Ah, sweet Monday! I was leaning toward bluegrass for a Monday Morning Rouser today. But then reader Kay Smith sent me a better idea:
And, remember! Always floss
1) New robocall rules go into effect tomorrow. New Federal Trade Commission rules prohibit the recorded telemarketer calls -- usually timed to coincide with your first bite into the rib eye -- unless the telemarketer has obtained permission from consumers who say they want to receive them. If you've signed up to receive automated robocalls, contact me. I think we need to talk.
Purely informational robocalls -- like a notice that your library book is overdue -- are still OK. Of course, calls from politicians are exempt from the rule because a higher rule applies. The Rule of Politicians: Thou shalt take care of thyself.
2) What are the odds Republicans will take over the Minnesota House of Representatives in 2010? Eric Ostermeier, who writes the Smart Politics blog, calculates that the odds are longer than the DFL assembling a veto-proof majority. Tomorrow he'll highlight the "swing districts."
More politics. Nate Silver at fivethirtyeight.com considers whether it's a really big deal that President Obama's approval ratings have dropped markedly.
First of all, although I'm on record as being quite pessimistic about what's liable to happen to the Democrats in 2010, odds are that Obama's approval will have to be somewhat worse than 50 percent for the Democrats to lose the House. The relationship between Presidential approval and his party's fate at the midterm elections is quite linear. An approval rating of 50 percent would typically be associated with a loss of about 26 seats.

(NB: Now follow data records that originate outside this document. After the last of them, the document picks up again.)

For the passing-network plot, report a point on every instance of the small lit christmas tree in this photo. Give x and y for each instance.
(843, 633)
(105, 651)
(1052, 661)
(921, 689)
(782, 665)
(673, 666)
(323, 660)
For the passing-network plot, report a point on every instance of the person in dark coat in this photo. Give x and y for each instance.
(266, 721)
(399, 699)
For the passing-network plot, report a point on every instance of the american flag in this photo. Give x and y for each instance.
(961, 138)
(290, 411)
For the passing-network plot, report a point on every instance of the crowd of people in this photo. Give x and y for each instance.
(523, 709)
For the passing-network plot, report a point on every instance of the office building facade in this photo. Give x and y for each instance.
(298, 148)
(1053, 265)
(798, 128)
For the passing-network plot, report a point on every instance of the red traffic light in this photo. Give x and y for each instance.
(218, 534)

3) Arthur Schack is the only man standing between people and a life on the streets. He's a foreclosure judge in Brooklyn. "I'm a little guy in Brooklyn who doesn't belong to their country clubs, what can I tell you?" he says, adding a shrug for punctuation. "I won't accept their comedy of errors," he says of the big bankers who appear before him daily.
4) There are only two minor league baseball parks in America where you can't buy a beer. One is in Mormon territory; the other is in the very cradle of baseball-- Oneonta, New York. The owner of the team was disgusted watching a drunken fan during a minor league game with his wife and three kids in the '60s. "I saw a guy in Syracuse, he had his fly open, he had a dirty mouth - it was not good,'' he said. He's 90 now. He still owns the team. You still can't get a brew in Oneonta.

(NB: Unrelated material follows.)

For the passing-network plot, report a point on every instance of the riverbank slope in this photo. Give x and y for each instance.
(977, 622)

5) Have we reached our limits in our ability to waste our time? It appears so.
Midmorning (9-11 a.m.) - First hour: A major criticism of the U.S. health care system is that many common treatments and procedures do not work. Proponents say the increased use of evidence-based medicine will lead to fewer unnecessary procedures and lower costs, but some critics are concerned about creating what they call "cookbook medicine."
Second hour: Ben Vereen talks about his big breaks and weathering tough times.
Midday (11 a.m. - 1 p.m.) - First hour: Three award-winning teachers give "back-to-school" advice. Elementary teacher Derek Olson, middle-school teacher Amber Damm and high-school teacher Sharon Ornelas.
Talk of the Nation (1-3 p.m.) - Columnist Leonard Pitts
All Things Considered (3-6:30 p.m.) - Joann Silberner reports on a study due out today that suggests prostate cancer is overtreated.
I'm looking forward to the "back to school" advice from the teachers. My kid is starting her sophomore year in high school. So far, so good, but time seems to be galloping by!